What does this case mean for you?
- Properties which the parties treated as a marital home for a long time, but that they don’t currently live in at the time of divorce, are covered by section 112(10)(a)(i), as are the parties’ last place of residence before divorce, which they used as a marital home.
- Say, for instance, that a married couple live for 25 years in a property they bought before marrying, which they use as their marital home. Their adult children leave home, and the married couple move to a small apartment, also acquired pre-marriage. A couple of years later they divorce. In this case, both the last place of residence (the apartment) and the first property they lived in are treated as marital property by the Women’s Charter. Just because the parties no longer live there, it doesn’t mean that the house they were in for 25 years as the cradle of their family life should not be treated as a matrimonial asset.
- The court will make their decision based on the facts and circumstances of the case that are presented to them.
- Though the courts have said that an asset can remain a matrimonial asset even when the parties don’t live in it, that in itself doesn’t always mean that such a property has to be divided exactly as other assets acquired whilst married are. Courts having to decide about matrimonial assets under section 112(1) have the discretion to divide them according to however they see it most equitable to do so. They’ll bear in mind the nature of the asset, the length of time the parties ordinarily used or enjoyed it, and it was paid for (in other words, whether it was partially paid for during the course of the marriage).
In the case of TND v TNC [2017] SGCA 34, although the court said the property was a matrimonial home because the family had lived there, as it was only used for just over a year, the husband was entitled to a higher share, as he had made higher direct contributions.
Conclusion – at what point should matrimonial assets be valued?
Parties divorcing will want to know what is the operative date to be used to determine the asset pool and value those assets? This is a key question for three main reasons:
- The spouses may have already separated, prior to the divorce proceedings, and no longer intend to jointly accumulate matrimonial assets.

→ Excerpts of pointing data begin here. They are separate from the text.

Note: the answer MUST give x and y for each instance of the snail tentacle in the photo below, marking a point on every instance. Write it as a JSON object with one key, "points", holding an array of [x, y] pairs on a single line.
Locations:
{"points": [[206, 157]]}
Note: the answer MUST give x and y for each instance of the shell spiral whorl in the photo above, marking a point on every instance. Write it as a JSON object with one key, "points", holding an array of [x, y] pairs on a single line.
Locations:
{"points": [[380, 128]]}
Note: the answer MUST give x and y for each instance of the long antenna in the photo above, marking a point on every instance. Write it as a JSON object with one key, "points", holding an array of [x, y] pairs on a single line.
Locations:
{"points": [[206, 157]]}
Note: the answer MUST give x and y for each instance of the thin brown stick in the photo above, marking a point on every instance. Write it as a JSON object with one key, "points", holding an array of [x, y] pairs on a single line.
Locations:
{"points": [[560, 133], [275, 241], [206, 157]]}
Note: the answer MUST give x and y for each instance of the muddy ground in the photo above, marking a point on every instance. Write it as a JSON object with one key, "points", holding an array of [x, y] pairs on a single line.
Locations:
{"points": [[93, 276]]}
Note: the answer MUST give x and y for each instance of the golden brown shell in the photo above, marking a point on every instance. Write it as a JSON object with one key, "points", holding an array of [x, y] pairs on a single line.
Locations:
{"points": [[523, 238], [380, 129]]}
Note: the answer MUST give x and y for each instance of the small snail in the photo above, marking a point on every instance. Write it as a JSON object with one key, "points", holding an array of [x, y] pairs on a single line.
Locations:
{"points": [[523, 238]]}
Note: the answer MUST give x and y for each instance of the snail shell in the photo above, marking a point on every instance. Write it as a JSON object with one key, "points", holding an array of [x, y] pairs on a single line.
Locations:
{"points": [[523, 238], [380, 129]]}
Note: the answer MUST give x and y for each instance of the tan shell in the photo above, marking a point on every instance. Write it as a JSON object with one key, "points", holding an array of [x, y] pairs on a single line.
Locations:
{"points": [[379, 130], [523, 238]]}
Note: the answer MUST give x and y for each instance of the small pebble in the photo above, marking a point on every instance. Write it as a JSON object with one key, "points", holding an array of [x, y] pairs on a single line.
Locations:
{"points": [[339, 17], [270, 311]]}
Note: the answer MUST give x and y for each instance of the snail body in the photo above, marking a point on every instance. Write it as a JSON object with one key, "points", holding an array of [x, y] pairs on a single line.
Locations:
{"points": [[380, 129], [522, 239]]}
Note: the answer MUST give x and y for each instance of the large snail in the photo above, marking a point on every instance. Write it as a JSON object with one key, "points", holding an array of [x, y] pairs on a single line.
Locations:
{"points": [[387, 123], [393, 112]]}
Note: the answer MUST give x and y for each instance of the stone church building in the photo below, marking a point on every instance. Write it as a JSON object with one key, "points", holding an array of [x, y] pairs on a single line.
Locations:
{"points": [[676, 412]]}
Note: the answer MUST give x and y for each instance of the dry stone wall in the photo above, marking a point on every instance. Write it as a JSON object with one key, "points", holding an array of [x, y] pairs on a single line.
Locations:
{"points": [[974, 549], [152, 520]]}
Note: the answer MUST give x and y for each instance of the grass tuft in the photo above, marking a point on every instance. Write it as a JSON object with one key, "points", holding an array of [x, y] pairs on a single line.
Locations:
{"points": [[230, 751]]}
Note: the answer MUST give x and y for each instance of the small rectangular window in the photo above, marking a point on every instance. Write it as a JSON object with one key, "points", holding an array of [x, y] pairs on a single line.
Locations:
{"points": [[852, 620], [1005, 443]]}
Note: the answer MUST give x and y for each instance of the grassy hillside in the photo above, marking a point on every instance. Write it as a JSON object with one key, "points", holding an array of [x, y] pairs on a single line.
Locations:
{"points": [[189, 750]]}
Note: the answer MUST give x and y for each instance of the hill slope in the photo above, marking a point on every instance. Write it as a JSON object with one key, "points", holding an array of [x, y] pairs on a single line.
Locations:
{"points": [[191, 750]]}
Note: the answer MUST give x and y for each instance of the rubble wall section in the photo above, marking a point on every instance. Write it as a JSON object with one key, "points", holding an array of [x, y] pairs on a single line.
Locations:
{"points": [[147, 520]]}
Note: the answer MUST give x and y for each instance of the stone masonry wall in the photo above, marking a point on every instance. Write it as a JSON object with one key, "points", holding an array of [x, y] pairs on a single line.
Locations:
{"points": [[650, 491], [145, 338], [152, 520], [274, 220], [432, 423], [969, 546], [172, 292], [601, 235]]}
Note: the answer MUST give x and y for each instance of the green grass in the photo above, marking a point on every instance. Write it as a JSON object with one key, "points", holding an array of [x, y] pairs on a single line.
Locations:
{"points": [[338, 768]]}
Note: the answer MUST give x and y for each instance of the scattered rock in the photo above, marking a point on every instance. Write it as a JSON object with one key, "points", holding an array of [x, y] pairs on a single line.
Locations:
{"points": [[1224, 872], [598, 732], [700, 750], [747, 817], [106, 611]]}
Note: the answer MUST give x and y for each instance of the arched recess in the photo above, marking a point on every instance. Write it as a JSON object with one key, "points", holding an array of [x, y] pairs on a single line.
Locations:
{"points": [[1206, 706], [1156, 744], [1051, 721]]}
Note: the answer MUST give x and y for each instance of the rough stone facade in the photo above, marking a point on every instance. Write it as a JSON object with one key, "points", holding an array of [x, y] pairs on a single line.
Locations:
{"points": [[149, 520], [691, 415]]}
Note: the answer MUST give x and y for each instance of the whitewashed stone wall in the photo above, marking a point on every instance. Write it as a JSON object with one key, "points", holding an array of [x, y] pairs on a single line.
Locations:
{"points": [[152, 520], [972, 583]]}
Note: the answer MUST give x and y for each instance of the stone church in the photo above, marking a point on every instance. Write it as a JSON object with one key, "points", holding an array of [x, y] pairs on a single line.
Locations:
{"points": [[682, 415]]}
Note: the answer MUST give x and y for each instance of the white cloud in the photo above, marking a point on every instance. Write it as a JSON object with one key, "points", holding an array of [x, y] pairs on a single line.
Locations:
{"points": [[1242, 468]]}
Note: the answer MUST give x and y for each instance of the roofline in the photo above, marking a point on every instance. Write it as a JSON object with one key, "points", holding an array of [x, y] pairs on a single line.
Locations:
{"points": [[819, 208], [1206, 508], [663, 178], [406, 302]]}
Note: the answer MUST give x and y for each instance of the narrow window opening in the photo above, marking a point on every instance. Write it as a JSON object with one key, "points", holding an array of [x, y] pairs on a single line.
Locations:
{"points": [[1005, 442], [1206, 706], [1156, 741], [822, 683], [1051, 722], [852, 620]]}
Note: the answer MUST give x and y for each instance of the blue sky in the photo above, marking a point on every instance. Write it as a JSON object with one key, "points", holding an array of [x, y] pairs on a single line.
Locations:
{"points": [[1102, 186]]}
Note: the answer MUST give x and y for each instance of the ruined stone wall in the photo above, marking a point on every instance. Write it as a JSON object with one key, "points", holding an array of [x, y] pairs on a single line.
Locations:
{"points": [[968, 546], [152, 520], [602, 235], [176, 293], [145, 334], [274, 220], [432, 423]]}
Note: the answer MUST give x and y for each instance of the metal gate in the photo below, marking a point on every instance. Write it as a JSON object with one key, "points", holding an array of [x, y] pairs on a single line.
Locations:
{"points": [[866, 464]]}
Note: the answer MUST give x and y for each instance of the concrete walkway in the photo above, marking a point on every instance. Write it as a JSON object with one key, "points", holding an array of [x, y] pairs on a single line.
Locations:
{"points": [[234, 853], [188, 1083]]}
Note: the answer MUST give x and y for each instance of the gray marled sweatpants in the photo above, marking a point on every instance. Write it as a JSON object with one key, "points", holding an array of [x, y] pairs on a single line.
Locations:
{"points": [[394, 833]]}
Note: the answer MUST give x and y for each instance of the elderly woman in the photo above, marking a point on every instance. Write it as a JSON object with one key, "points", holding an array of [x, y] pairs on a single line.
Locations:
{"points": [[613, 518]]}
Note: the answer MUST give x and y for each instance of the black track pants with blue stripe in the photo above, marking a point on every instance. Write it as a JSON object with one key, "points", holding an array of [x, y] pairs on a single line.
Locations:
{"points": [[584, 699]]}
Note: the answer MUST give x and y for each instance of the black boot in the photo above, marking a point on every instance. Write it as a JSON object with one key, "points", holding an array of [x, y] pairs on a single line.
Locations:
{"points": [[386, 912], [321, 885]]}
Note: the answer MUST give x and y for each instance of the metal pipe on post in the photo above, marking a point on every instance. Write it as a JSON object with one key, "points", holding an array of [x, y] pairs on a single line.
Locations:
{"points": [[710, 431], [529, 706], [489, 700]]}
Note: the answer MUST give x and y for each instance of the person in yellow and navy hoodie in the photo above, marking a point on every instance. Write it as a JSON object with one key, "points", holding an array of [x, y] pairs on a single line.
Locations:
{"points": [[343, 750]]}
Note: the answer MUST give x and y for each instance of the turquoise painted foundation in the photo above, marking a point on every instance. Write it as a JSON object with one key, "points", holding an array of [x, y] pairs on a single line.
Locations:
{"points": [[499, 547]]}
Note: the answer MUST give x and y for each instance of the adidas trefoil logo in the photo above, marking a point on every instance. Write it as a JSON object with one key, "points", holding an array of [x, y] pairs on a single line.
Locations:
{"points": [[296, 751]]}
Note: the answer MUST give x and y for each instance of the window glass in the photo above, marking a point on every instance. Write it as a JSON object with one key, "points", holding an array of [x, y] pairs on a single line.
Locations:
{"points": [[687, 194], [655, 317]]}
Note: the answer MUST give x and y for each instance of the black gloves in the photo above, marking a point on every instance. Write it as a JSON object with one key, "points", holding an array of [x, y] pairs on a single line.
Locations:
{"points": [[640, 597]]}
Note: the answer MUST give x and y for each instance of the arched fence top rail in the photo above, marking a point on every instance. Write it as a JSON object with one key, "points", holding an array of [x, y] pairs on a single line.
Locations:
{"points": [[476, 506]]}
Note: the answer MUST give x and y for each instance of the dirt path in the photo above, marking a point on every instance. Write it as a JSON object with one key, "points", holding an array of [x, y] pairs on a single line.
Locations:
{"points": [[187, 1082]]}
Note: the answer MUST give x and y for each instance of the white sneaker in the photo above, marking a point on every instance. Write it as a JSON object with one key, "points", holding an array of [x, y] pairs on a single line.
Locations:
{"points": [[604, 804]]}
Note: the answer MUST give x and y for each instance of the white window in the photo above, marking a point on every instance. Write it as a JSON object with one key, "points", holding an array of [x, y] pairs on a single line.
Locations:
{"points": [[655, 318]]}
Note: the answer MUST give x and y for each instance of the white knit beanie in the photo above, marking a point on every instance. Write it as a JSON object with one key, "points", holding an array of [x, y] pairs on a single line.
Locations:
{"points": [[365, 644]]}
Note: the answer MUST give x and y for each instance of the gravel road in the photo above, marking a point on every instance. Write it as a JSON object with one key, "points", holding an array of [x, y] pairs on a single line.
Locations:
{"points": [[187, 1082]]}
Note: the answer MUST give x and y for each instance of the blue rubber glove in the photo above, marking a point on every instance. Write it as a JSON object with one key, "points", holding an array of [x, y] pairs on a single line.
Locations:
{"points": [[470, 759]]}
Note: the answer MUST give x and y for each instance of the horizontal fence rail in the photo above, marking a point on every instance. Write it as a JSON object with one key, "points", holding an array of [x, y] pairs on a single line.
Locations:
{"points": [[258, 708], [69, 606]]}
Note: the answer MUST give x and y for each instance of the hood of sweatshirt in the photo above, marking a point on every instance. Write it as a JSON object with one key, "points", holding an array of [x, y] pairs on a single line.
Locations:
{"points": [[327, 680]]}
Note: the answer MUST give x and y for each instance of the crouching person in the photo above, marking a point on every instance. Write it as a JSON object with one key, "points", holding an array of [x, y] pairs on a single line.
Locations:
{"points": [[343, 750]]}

- There are 2 stages to divorcing in Singapore: to end the marriage, parties first must obtain an Interim Judgement, and then the court will hear and rule on ancillary issues such as how to divide assets.
- In general, it takes about a year to finish a divorce in Singapore. It usually ends when the court concludes the ancillary matter hearing.
Of course, while the divorce process progresses, the asset’s value might fluctuate. Another possibility is that assets may increase or decrease in value due to the stock market, or bonuses awarded, or the crystallisation of share options.
This is why the most important question for many people is: what is the cut-off date at which the assets in the asset pool should be determined and valued?
There are four possible answers to when this date should be:
- The date of separation
- The date they file for divorce
- The date the obtain Interim Judgement
- The date the ancillary matters hearing is held.
In the case referred to above of TND v TNC, the Court of Appeal stated that “the ancillary matter hearing date is the one that must be used when valuing the matrimonial assets”.
Therefore, unless parties can persuade the court that a different date should be used, then all marital assets will be valued at the very end of the divorce process – when the ancillary matters hearing occurs. This is important for family litigants to bear in mind.